Minangkabau dan Krisis Eksistensi
Ilustrasi di atas bisa jadi cermin bagi orang Minangkabau
yang cenderung memperlihatkan gejala-gejala mengalami krisis eksistensi secara
individu dan bahkan secara komunal. Ciri-ciri ini bisa terlihat dari
kecenderungan mengagungkan masa lalu, juga simbol-simbol kedaerahan. Sebagai
contoh soal penamaan bandara Minangkabau, dapat dinilai sebagai suatu upaya
menunjukan keberadaan suku Minangkabau itu sendiri.

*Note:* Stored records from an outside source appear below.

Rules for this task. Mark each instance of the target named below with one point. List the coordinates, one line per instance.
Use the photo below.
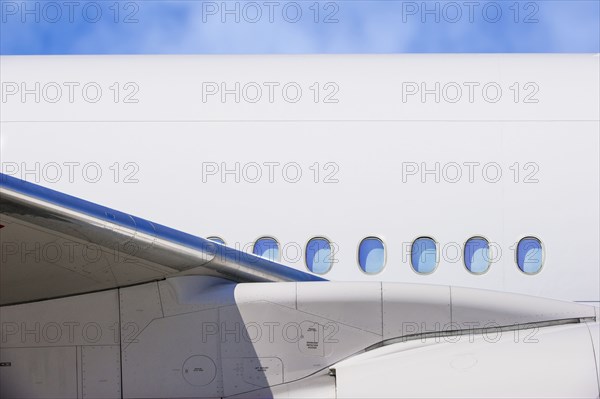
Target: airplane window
(477, 255)
(371, 255)
(267, 247)
(217, 239)
(424, 255)
(319, 255)
(530, 255)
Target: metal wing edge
(163, 245)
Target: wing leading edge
(54, 244)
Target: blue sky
(301, 26)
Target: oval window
(319, 257)
(529, 255)
(267, 247)
(371, 255)
(477, 255)
(423, 255)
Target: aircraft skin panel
(556, 363)
(271, 340)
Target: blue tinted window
(477, 255)
(423, 255)
(267, 247)
(217, 239)
(529, 255)
(318, 255)
(371, 255)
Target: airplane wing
(54, 245)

Di Indonesia, tidak ada
penamaan bandara dengan nama daerah, barangkali hanya nama suku Minangkabau satu-satunya.
Motif yang sama juga pernah terjadi dengan pembangunan Istano Basa Pagaruyung
yang konon kabarnya juga merupakan upaya untuk membangkitkan rasa harga diri
orang Minangkabau yang telah jatuh setelah meletusnya perang PRRI.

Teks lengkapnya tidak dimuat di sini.